Mobilita' volontaria tra aziende ed enti del comparto e con altre amministrazioni di comparti diversi

 

1.  La  mobilita'  volontaria dei dipendenti tra le aziende e tutti gli  enti  del  comparto  di cui al CCNQ del 2 giugno 1998 - anche di regioni  diverse  -  in  presenza  della relativa vacanza di organico avviene  a  domanda  del  dipendente che abbia superato il periodo di prova,  con  l'assenso  dell'azienda  di  destinazione e nel rispetto della  categoria,  profilo  professionale,  disciplina ove prevista e posizione economica di appartenenza del dipendente stesso.

2.  Il  nulla osta dell'azienda o ente di appartenenza, qualora non venga  concesso entro dieci giorni dalla richiesta, e' sostituito dal preavviso di un mese.

3. Nel caso in cui il nulla osta venga concesso, ma sia rinviato ad una  data  posteriore a quella richiesta dal dipendente, il posticipo non puo' essere superiore a tre mesi.
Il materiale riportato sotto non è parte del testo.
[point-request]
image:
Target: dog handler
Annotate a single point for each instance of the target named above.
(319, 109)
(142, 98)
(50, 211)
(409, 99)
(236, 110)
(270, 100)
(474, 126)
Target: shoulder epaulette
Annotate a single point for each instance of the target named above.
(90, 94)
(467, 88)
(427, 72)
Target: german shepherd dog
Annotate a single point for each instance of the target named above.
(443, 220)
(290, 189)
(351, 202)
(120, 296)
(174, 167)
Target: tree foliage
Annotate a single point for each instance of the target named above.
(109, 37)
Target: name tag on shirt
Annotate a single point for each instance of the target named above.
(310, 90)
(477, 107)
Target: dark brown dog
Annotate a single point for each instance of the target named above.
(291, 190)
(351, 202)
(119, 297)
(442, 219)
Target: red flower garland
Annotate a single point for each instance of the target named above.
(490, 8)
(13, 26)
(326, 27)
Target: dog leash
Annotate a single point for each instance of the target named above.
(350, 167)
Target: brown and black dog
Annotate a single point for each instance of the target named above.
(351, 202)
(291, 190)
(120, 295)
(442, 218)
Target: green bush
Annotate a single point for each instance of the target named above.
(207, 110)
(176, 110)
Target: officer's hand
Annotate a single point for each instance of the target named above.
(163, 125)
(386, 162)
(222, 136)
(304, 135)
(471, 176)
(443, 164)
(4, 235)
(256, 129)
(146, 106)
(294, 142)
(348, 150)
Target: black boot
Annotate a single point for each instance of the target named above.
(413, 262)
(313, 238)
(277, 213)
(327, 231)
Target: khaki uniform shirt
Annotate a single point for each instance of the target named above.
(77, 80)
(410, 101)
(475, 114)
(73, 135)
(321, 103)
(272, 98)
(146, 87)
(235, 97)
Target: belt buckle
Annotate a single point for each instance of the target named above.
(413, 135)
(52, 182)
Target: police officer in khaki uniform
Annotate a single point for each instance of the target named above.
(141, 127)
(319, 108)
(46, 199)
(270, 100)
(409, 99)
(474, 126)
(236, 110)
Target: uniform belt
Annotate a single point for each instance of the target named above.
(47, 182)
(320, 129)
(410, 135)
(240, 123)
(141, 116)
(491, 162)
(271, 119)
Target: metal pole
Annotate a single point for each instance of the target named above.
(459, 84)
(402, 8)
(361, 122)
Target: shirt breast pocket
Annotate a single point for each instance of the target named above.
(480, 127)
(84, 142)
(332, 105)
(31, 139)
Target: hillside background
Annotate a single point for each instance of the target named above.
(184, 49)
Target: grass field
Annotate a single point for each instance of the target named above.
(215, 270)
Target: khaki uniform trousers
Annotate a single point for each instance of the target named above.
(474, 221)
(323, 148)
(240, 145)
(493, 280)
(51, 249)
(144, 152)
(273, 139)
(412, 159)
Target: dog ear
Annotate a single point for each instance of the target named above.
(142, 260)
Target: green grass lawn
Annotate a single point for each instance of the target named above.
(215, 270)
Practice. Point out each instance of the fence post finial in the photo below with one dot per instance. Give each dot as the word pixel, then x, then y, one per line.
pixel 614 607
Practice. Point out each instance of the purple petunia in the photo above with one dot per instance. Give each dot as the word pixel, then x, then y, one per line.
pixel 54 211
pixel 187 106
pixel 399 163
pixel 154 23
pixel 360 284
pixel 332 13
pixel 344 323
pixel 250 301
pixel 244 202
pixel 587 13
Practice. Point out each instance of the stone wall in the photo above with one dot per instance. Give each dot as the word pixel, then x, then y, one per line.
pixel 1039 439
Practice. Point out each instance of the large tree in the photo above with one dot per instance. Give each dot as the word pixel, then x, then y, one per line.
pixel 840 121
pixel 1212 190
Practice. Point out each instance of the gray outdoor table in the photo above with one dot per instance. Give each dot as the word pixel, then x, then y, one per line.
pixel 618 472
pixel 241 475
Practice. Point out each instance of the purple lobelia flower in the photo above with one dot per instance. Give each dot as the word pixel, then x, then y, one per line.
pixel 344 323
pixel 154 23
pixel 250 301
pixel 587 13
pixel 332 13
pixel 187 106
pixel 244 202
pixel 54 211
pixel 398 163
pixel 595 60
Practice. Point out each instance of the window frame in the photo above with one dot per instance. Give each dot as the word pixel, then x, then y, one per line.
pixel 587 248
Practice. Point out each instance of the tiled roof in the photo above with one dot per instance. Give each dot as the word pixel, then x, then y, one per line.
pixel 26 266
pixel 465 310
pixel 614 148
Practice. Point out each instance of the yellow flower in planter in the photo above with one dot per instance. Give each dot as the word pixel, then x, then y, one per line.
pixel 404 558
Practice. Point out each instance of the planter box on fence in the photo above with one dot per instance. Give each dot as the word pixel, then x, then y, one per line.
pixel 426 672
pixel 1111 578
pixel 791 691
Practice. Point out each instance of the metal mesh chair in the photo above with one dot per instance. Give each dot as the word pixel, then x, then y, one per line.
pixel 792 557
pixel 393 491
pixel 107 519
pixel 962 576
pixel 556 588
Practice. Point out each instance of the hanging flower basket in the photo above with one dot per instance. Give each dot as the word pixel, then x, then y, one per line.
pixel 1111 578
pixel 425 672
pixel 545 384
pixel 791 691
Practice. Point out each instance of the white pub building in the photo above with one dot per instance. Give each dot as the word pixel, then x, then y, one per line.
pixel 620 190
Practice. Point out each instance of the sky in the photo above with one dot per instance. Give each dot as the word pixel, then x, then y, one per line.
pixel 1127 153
4.  La  mobilita' non comporta novazione del rapporto di lavoro. Il fascicolo personale segue il dipendente trasferito.

5.  Al  fine  di favorire la mobilita' esterna, le aziende ed enti, nell'ambito della programmazione annuale del fabbisogno del personale individuano  i  posti  da mettere a disposizione a detto titolo nelle varie categorie e profili professionali. Le aziende possono ricorrere anche  ad  apposito  bando  al  quale  deve  essere  data la maggiore pubblicita'  possibile. In tal caso, in mancanza di domande pervenute nei   termini,  procedono  sulla  base  delle  domande  eventualmente presentate anche dopo la scadenza.

6.  In  caso di piu' domande rispetto ai posti messi a disposizione l'azienda   procede  ad  una  valutazione  positiva  e  comparata  da effettuarsi  in  base  al  curriculum di carriera e professionale del personale interessato in rapporto al posto da ricoprire. A parita' di valutazione   possono   altresi'   essere   prese  in  considerazione documentate   situazioni   familiari   (ricongiunzione   del   nucleo familiare,  numero  dei  famigliari,  distanza  tra  le  sedi ecc.) o sociali.

7.   Il   comma   1   si   applica  anche  nel  caso  di  mobilita' intercompartimentale   dei   dipendenti  purche'  le  amministrazioni interessate  abbiano dato il proprio nulla osta. La comunicazione del nulla osta o del suo diniego da parte dell'azienda di appartenenza e' effettuata entro un mese dalla data della domanda.

8.  Sono  disapplicati  gli  articoli 40,  41,  42  del decreto del Presidente della Repubblica n. 761/1979 e gli articoli 12, 13, 14, 15 del  decreto del Presidente della Repubblica n. 384/1990 e art. 9 del CCNL del 22 maggio 1997.